In the future of memory
In the near future, people will sell their memories in order to be remembered.
In 2005, Kryder’s law suggested that disk storage density is growing, making storage space larger and cheaper. But in 2014 it started to slow down. In the future, suppliers of storage will be able to charge you for storage space.
This Tuesday, Amazon Web Services had a 5 hour outage. Websites and their backend storage as well as apps and internet of things gadgets that relied on it were forced offline. Some you may know are, Nest, GitHub, Medium, Slack, Adobe’s cloud, Expedia etc. Even Amazon was unable to update its own online public dashboard to warn users about the outage.
This only proves, the cloud and the internet has its limits.
Films like Strange Days and Black Mirror, in the Entire History of You episode, deals with the idea of turning digital recordings of people’s thoughts and experiences and memories into chips embedded in the brain. This idea of transferring and sharing memory is not a new one for science fiction.
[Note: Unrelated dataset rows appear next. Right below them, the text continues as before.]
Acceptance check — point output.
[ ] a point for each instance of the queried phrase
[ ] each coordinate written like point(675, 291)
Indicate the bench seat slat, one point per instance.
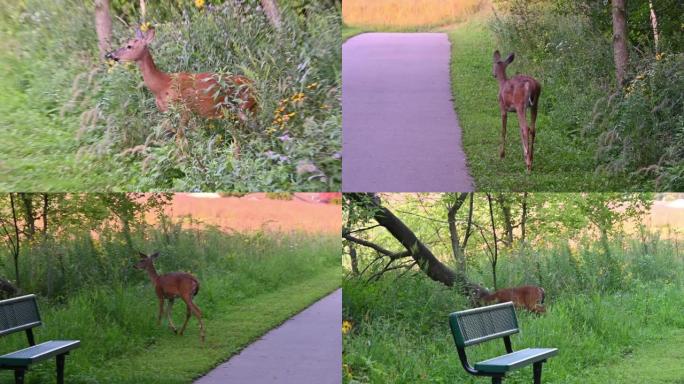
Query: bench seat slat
point(38, 352)
point(511, 361)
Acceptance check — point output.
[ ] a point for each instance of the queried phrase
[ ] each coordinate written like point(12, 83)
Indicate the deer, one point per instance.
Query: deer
point(200, 93)
point(170, 286)
point(529, 297)
point(516, 95)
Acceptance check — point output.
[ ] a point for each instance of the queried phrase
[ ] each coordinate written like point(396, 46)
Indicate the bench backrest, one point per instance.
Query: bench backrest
point(474, 326)
point(18, 314)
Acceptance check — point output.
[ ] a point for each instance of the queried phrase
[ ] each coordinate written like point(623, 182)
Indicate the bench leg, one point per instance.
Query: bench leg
point(60, 369)
point(19, 376)
point(536, 368)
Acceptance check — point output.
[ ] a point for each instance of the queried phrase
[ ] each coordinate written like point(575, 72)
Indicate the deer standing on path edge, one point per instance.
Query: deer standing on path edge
point(529, 297)
point(200, 92)
point(169, 286)
point(516, 95)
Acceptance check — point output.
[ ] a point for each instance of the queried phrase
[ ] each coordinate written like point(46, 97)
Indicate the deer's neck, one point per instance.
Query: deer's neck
point(156, 80)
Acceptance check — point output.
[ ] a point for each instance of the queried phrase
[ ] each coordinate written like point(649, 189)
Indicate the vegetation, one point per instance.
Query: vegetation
point(398, 14)
point(74, 123)
point(612, 294)
point(81, 268)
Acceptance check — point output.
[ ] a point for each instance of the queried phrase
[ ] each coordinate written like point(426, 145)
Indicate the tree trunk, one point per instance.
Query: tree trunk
point(16, 249)
point(103, 26)
point(272, 12)
point(422, 255)
point(29, 215)
point(620, 53)
point(523, 219)
point(46, 207)
point(495, 255)
point(508, 220)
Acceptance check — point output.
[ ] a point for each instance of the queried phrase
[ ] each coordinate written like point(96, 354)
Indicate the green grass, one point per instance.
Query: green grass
point(560, 164)
point(248, 285)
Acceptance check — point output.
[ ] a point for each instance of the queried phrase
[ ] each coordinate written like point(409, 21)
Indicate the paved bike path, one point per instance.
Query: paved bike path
point(306, 349)
point(400, 130)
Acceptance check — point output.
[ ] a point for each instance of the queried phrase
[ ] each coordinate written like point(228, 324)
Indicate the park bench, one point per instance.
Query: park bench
point(475, 326)
point(21, 314)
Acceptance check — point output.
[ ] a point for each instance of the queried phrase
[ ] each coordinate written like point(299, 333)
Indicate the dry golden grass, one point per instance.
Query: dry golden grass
point(408, 13)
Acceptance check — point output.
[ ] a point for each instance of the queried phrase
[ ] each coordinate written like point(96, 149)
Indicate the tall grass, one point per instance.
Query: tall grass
point(105, 124)
point(89, 291)
point(407, 13)
point(401, 335)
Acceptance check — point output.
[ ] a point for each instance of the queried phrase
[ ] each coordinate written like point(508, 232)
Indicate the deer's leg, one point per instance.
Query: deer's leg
point(524, 135)
point(169, 315)
point(533, 129)
point(504, 119)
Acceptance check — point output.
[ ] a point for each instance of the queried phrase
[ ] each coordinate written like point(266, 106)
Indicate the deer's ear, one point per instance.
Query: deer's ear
point(149, 36)
point(510, 58)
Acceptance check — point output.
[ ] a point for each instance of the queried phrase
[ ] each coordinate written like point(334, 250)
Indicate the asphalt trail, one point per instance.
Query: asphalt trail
point(306, 349)
point(400, 130)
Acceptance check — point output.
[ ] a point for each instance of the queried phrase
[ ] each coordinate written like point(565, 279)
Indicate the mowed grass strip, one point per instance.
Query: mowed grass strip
point(560, 164)
point(180, 359)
In a context of desperation, people may resort to extreme solutions. Afghan boy suicide bombers are brainwashed into believing that they would not die and their families would get paid.
Similarly, poor people in the future will record dangerous and deadly memories as enjoyment for the rich but it’s also a way to be remembered forever.
We’ve already seen extreme entertainment such as the cinnamon challenge going viral it’s only a matter of time before people are creating exciting content for memories so they can be sold at a higher rate.
In the next 1.5weeks of being in the LCC Studio space, I want to investigate what the exchange of memories will look like in the future where anyone with enough money can live a day in the life of someone else as an actual experience.
Today, I tried to use a few materials and containers to create diegetic prototypes and to make my concept of the memory more tangible. To think about how memory will be consumed, I need to materialize it first.